Denominator df's depending on random structure in a mixed effects model - how to report them?

Question

In my current research I'm using linear mixed effects models to explain reaction time data from a repeated measure design.

When testing different models for best fit I checked various random structures, keeping fixed effects constant, and noticed that the denominator degrees of freedom change, but I cannot explain why this is happening.

My main question is: How should I report results from a type III anova given df's differ a lot depending on which model I choose? Is there a general rule or is this something more specific for a given discipline? Shall I explain it somehow (with reviewer #2 in mind)?

The other question is: why is this happening especially for not balanced factors? Please note that I will most likely understand only plain English.

Here is an example of data that I'm working with (scroll down for a reproducible example):

Factors A, B, C are balanced within subject factors
Response is a dichotomous (yes / no) answer to a experimental trial, that I treat as factor
logRT is my outcome, which has some missing values due to extremely short latencies
Each combination of A*B*C is repeated 16 times within participants, making a total of 128 trials per subject.

I'm working with mixed() from afex package and using TYPE III sums of squares for F results as this is what 90% of people report in my discipline.
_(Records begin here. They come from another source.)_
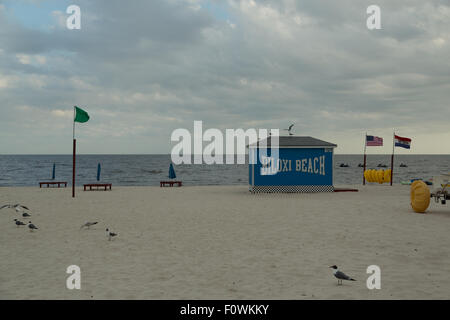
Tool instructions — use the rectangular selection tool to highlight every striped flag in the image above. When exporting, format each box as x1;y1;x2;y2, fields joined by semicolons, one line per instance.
366;136;383;147
394;135;411;149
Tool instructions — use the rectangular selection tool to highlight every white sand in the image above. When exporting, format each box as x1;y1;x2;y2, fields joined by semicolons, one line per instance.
0;185;450;299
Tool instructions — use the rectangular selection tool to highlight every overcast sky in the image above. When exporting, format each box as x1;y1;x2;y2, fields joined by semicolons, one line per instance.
0;0;450;154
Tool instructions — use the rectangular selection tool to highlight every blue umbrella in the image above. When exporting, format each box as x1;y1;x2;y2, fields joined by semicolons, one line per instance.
97;163;102;181
169;164;177;179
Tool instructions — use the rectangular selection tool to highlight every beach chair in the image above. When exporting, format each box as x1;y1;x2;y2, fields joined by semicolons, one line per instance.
430;174;450;204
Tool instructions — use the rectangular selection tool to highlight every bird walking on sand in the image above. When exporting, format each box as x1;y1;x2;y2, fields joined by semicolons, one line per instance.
28;221;38;232
283;124;294;136
0;203;30;212
330;265;356;285
80;221;98;229
106;229;117;241
14;219;26;228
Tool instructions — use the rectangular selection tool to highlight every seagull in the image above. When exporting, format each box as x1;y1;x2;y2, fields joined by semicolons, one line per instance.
106;229;117;241
330;265;356;285
0;204;30;212
28;221;38;231
283;124;294;136
14;219;26;228
80;221;98;229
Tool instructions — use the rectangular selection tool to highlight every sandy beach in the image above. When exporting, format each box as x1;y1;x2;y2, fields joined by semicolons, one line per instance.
0;185;450;299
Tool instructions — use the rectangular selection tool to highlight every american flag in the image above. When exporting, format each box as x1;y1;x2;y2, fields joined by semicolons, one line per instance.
366;136;383;147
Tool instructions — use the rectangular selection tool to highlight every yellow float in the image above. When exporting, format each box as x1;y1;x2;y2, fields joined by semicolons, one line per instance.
411;180;430;213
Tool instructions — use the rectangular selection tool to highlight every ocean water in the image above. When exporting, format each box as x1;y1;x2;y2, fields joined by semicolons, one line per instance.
0;155;450;186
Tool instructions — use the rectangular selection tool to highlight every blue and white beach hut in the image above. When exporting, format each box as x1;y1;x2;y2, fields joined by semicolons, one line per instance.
248;136;337;192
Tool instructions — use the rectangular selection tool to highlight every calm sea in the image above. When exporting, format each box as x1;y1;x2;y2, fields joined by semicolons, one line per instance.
0;155;450;186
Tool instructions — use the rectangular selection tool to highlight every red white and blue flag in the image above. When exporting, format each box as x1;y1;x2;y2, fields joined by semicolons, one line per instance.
394;135;411;149
366;136;383;147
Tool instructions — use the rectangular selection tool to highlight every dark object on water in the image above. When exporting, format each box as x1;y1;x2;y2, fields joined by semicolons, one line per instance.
14;219;26;227
334;188;358;192
106;229;117;241
28;221;38;231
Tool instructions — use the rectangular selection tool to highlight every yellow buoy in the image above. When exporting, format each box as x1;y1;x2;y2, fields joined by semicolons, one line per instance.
411;180;430;213
377;170;384;184
384;169;391;182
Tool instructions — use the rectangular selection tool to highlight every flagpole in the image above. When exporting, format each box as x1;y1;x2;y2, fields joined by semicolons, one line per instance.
391;130;395;186
363;131;367;186
72;106;77;198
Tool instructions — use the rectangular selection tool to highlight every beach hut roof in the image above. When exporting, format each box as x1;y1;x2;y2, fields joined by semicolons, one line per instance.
248;136;337;148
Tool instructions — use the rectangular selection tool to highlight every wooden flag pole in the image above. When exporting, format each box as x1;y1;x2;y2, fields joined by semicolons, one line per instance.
363;132;367;186
72;107;77;198
391;130;395;186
First I did a random intercept only model with 4 factors at the fixed part (see m0 below). This yielded a constant degrees of freedom for each effect in the anova table. I might not understand why, but I'm fine with that.

Then I did the maximal model justified by the design (see m1 below) and this one gave my df's closer to what I'd expect from a rm-Anova. I'm also fine with those since they look consistent.

As model m1 took ages to compute and threw convergence errors among some others I decided to uncorrelate all random slopes using the || syntax (m2 model below).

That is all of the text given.